身長は平均的だが僕より少し高く、180cmほどだろうか。その美しさを際立ててるのは、つま先から背筋まで自然に伸びた姿勢の良さだろう。その立ち振る舞いと隙の無さが、身長を実際以上に見せている。
あのララベルさんが美しいと評したのも、無理なからぬことだ。
剣精が女性だとは思っていなかった僕は、戦意を忘れて見とれてしまった。
「どうした、怖気づいたか?」
声をかけられて、自分が戦いに来たことを思い出して、慌てて構えをとる。
「おお、よかった。戦意を喪失させるつもりはなかったんだ。さて・・・」
剣精はサッと僕の体に視線を走らせる。
「ふむ。我流だな。足腰は鍛えてあるようだが、プロに教えを受けたわけではない。腕に自信があって試練を受けに来るようなタイプではないから、目的は生活のためか、アイディアを実践してみたいか、かな」
驚きだった。剣を構えただけで、ここまで相手のことが透けて見えるものなのか。
「もし、何かの義務や肝試しで受けたなら、大丈夫だから帰ってもいいぞ。役人には、私から適当に言っておこう」
入口の衛兵と同じことを口にされて、僕は少し腹が立った。僕は、そんなに貧弱に見えるのだろうか。
「大丈夫です、やります」
そう言って、僕はナイフを前に突き出した。大黒猿に致命傷を与えた、「浮き刀」の構えだ。剣精が人を傷つけないというのなら、色々と試すことができる。
「浮き刀」は公表されているアーツなので、この技が通用してもアーツホルダーにはなれないが、まずは相手の反応をみられる。
剣を構えたまますり足で近づき、錯視を利用して一気に剣を突き出す・・・が、加速のついた剣戟は指先でつままれてしまった。手にマナを集めているのだろうが、突き出したナイフを指二本で止められるとは思っていなかった。
「古いアーツだな、まだあったのか」
大した興味もなさそうに言うと、ナイフを離す。見慣れたというよりは、見飽きたような表情だ。
「君の技は、それじゃないだろう?」
こちらを射抜く視線には、有無を言わさぬ迫力がある。僕は、飲み込まれるようにナイフを振り始める。

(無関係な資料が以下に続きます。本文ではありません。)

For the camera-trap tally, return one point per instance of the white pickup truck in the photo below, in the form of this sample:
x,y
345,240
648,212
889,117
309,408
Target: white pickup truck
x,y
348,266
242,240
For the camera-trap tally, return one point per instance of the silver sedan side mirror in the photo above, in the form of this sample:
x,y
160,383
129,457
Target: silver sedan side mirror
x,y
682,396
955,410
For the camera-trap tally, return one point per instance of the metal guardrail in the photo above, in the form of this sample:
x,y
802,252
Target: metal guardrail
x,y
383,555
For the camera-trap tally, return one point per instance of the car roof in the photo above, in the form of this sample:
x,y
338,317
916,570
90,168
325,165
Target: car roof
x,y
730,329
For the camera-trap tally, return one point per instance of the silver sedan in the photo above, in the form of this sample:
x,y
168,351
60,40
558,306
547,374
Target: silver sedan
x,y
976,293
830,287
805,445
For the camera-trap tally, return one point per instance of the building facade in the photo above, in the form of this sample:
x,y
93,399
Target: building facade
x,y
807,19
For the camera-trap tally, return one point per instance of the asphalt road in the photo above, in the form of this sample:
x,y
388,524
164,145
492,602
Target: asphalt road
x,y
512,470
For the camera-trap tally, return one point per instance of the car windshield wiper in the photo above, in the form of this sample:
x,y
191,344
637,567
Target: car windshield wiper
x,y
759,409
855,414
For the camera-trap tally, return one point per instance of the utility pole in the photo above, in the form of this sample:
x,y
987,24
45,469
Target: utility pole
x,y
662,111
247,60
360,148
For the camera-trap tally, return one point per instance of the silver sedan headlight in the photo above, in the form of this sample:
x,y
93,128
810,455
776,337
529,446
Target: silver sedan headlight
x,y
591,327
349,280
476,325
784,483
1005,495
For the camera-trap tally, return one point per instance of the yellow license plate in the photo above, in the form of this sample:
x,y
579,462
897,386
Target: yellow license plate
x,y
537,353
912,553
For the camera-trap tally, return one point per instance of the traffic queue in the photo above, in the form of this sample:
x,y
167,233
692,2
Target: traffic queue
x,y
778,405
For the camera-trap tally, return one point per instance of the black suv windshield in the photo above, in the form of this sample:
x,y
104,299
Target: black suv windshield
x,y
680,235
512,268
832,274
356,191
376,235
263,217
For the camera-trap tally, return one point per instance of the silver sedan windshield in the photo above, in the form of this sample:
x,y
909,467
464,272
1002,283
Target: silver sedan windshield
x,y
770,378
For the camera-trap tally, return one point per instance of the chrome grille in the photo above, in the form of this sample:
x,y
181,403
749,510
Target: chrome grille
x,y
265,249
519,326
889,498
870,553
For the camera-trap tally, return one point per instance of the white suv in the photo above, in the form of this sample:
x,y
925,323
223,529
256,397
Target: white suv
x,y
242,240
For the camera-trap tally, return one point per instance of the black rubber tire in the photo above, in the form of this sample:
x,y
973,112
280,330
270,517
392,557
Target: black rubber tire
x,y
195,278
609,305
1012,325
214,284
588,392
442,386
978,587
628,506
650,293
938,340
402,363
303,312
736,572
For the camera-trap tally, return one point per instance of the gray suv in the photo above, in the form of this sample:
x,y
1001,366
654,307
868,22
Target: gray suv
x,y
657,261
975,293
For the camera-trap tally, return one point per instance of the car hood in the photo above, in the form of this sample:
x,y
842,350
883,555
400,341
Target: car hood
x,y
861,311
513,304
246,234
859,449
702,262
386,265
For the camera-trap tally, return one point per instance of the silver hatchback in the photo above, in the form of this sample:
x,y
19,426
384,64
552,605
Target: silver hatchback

変則的なステップからの強襲、ナイフを逆手に持ち替えての回転切り、柱を使った三角飛び。
がむしゃらに、思いつく限りのことはやってみたが、どれも姿勢を崩すことすらできない。まるで通用しなかった。
「よし、だいたいわかった」
僕が肩で息をしはじめているのに比べ、剣精は涼しい表情だ。体力には自信があったのだが、空振り続きがこんなに体力を消耗するとは思っていなかった。
覚悟はしていたが、たとえ偶然でもかすり傷を負わせられるとは思えない。
・・・僕の底が知れたのだろうか、剣精は少し飽きたように見受けられる。
「そうだ。言い忘れていたが、何かシチュエーションの希望があれば、聞くぞ」
「シチュエーション・・・と、いうと?」
「相手が空中ではないと使えないとか、長剣を使う相手に有効とか、アーツも色々あるからな。可能な限りのリクエストには応えるよ。そのための武器庫だ」
親指で背後の武器庫を指しながら言う。
「まだ、目が死んでいないから、何か隠し持っているようだが・・・なんでも、使えるうちに使っておいたほうが、いいぞ?」
息が切れている僕を見て笑う。美しき精霊が、少しずつ正体を表し始めた。確かに、体力は有限だ。マナの集中が悪くなる前に、手を打つ必要がある。
「そちらから、打ってもらっていいですか?」
防御一辺倒・・・というより、受け流すだけのの剣精に、僕が言う。